Maple Crest Farm holds onto reins despite challenges/development

by Dan Holland

For siblings Stacey and Brant Giere, who own and operate Maple Crest Farm, located at 6530 Miller Rd., changing with the times has become a way of life in recent years.

It is the last heritage farm in Cuyahoga County – meaning that it has remained under ownership of the same family for at least 100 years.

The family, which includes their mother, Meredith, who recently retired from day-to-day operations at the full-service equine riding, driving, training and boarding facility, faced their most recent challenge by having to sell 1.5 acres of land along the eastern edge of the property last year to make way for a southbound on-ramp to I-77 from Miller Road. The action was deemed necessary to accommodate an expected increase in traffic associated with construction of the Valor Acres mixed-use commercial and residential development just to the east at Brecksville and Miller roads.

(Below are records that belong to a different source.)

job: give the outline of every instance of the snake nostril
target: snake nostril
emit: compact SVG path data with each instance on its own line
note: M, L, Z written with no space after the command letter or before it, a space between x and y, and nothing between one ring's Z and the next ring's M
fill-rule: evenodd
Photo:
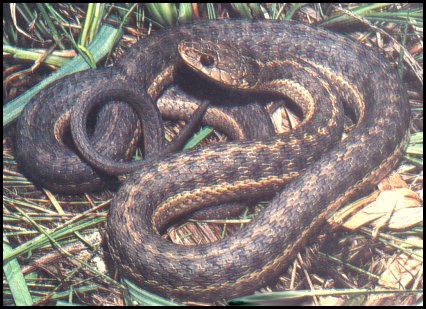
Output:
M211 67L214 64L214 58L209 55L202 55L200 58L200 62L205 67Z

Initial plans called for the on-ramp to run directly through a farmhouse and the 1905 red barn on the property, but an agreement was reached with Brecksville city officials to move the ramp farther east. Construction work commenced in late-winter/early spring of this year. Making full use of the farm acreage for equine training has become a challenge with ongoing work at the site, Stacey Giere said.

“Typically, my training complex is the upper farm and the arena, and then down the driveway and all around the [eastern] section of the farm, but I don’t go down to that end anymore due to the construction,” she explained. “I can’t predict when the next dump truck is going to unload or when the next end loader is going to come up over the mound, which is an unpredictable factor with the horses.”

Toward the rear of the farm, which now consists of less than 20 acres, Ray Fogg Building Methods Inc. on Snowville Road, has been advertising up to 40 acres of their property, for sale. The Giere family and Fogg have had an agreement for years to use that acreage, which borders Maple Crest, for grazing in exchange for maintaining the land.

“Currently, it’s very quiet back there, and we’re fortunate to have pasture land there that we can still use for grazing,” said Stacey. “That’s an agreement that we’ve been able to keep with that family, which I’m grateful for.”

The former dairy farm, established in 1826, originally comprised 140 acres. Much of the land was lost in 1967 when the state of Ohio required the Giere family to sell a large portion of the acreage to make way for I-77. Additional acreage was sold off to make up for the loss of the dairy business, which transitioned to an agricultural and equine training farm.

A number of boarding clients did not return this year due to the construction, said Stacey, who gives around 75 riding lessons per week on the property and travels with a number of her students to out-of-state competitions. “We’ve had to pick and choose what we can do; it’s not how I would like to be running my business,” she said.

The white barn at the west end of the property, which contains horse stalls and an indoor riding ring, currently houses 10 horses owned by Stacey and another 16 owned by clients; ten fewer than two years ago.

Ultimately, the fate of the heritage farm depends on development at Valor Acres and other outside factors, said Stacey. “I think a lot of it is going to depend on what happens at Valor Acres,” she said. “There’s a future over there that’s gearing up, and with people moving into the community and businesses trickling over, some of it is a waiting game.”

“We’re going to assess the impact from this traffic, and obviously as Valor Acres develops, we’re right here at the epicenter; we’ll have to see how that plays out,” said Brant Giere. “In another couple of years, who knows? It might be a blessing or a curse, because what happens over there directly affects us. We’ve had a hundred different options to look at, but which is the right one? We’re pretty diligent and we’re under no duress right now, so we’ll do what’s best for us.” ∞

Photo: Construction at the Interstate-77 and Miller Road interchange has resulted in a loss of business for nearby Maple Crest Farm this year. Photos by D. Holland.

Photo (main): Siblings Stacey and Brent Giere say the future of their business hinges on the amount of traffic and other factors generated by the Valor Acres development, set to open in 2024.